If I were in Savita’s shoes, and checked into the hospital with a fully dilated cervix and leaking amniotic fluid at 17 weeks, I would be devastated. I would mourn for my child, who was sure to die. I assume, given the country I live in, that my OB would immediately induce me. However, if no one suggested it, I would certainly request an induction. It is medically negligent to leave a woman in the state that Savita was left in. Being pro-life doesn’t mean being a bug-eyed zealot who ignores reality and insists that God will work some miracle. I do believe that God can work miracles, but I don’t go around expecting them in daily life. I don’t even expect them in times of great crisis. I certainly wouldn’t expect that if I only refused an induction, my amniotic fluid would somehow be miraculously restored and my cervix would close and I would go home and we’d all live happily ever after. God isn’t a fairy godmother.

I don’t know why the hospital denied Savita an induction. Even if the septicemia had already set in, it sounds like she was in physical pain from the stalled miscarriage. She should never have been treated like that. But this was a clearly a case of a lack of common sense, medical malpractice, and a complete failure to understand Catholic moral teaching on the subject of abortions. These are the types of cases where the Church clearly allows induction of the baby to save the life of the mother. Blaming the Church for the death of Savita is like blaming Nietzsche for the Holocaust. Just because someone misunderstands a philosophy and uses that misunderstood philosophy to justify someone else’s death doesn’t make the original teaching flawed. It seems to me that this terrible story and the equally terrible reaction to it both show how bereft our modern society is of simple common sense. Common sense might have saved Savita’s life. It certainly would have prevented the hysterical plundering of a personal tragedy for public vendettas.
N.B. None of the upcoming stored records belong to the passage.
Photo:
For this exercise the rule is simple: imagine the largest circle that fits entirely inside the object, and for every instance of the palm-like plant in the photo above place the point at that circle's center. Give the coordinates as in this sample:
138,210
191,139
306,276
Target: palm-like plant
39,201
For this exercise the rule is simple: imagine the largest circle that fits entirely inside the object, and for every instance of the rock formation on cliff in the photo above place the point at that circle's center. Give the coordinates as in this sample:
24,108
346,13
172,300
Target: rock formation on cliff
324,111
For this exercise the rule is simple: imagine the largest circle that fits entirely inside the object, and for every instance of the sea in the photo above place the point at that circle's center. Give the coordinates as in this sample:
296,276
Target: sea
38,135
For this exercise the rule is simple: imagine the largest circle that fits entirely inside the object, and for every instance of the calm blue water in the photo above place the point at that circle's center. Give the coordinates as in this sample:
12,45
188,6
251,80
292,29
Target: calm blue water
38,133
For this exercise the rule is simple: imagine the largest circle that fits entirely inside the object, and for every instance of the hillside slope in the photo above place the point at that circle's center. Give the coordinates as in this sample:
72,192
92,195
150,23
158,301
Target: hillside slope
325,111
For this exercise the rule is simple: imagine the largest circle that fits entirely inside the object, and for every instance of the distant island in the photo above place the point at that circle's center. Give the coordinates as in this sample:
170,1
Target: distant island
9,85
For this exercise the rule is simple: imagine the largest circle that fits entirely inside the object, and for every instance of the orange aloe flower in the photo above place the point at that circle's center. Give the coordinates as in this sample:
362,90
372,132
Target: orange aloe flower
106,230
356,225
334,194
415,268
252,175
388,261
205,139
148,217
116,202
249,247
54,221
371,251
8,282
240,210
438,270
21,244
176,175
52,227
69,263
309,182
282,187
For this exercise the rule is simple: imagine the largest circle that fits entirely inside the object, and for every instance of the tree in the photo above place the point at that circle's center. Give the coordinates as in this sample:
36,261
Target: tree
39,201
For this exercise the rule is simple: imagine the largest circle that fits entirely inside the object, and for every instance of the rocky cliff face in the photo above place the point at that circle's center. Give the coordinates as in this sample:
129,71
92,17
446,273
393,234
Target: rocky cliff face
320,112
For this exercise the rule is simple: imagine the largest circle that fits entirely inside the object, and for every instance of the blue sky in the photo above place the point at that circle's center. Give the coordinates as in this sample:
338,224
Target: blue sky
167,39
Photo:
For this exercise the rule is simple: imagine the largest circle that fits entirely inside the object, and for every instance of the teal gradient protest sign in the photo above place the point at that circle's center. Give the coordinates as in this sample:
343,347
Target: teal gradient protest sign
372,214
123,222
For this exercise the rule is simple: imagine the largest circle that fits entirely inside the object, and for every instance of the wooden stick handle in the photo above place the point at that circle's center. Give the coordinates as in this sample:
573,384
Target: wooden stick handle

Update: Please read Sam Rocha’s post on Savita’s death. It is much, much better than what I’ve written here, and every Catholic ought to read it and really take to heart what Sam says.

  • bob

    For those who are honestly interested in learning about Irish law and the way it did (or did not) pertain to Savita, there are numerous articles on it in both the Irish and NY Times.

    For example:

    From what I’ve read, the laws as they pertain to this matter (despite supreme court legislation over 20 years) have not been changed or clarified since the late 19th century.

  • gwen

    Excuse me for being such a later commenter here but it seems to me 2 glaring details are left out of the post and the discussion: #1) Savita was Hindu; at what point was the faith and moral theology of the patient considered? #2) I keep seeing it mentioned that Ireland has a glowing report for the healthy delivery of babies-(for mom and baby); however an estimated 4,000 women (and the number is probably far greater) seek abortions every year in England. Just because the procedure is illegal in one country (and a Catholic one at that) does not magically make women stop seeking this service.

  • Darren

    A pretty good refutation of everything just said in the main post, put better than I could.

  • Your Mother

    Here’s the issue: being Catholic isn’t the problem. Having corrupt politicians using Catholicism as a reason to kill a woman is the problem. Abortion needs to be legal, at least in some cases, because of this. We will always be the bad guy because women die because idiot men are in power, using the church as reason for murder.

  • Hate_every_4th_year

    Link to statements from the SOCIETY FOR THE PROTECTION OF UNBORN CHILDREN (SPUC) on how double-effect does not allow induced delivery of non-viable children.

  • claire

    the problem is the catholic church does not permit direct termination of pregnancy in any circumstances (see the catholic bishops statement).
    It does permit it when it is a secondary unintentioned consequence eg removal of a gravid but cancerous uterus.
    However there are circumstances in the first and second trimester when the only treatment is direct termination of the pregnancy.

  • Maureen O’Brien

    It took a lot of courage to write that blog. good for you!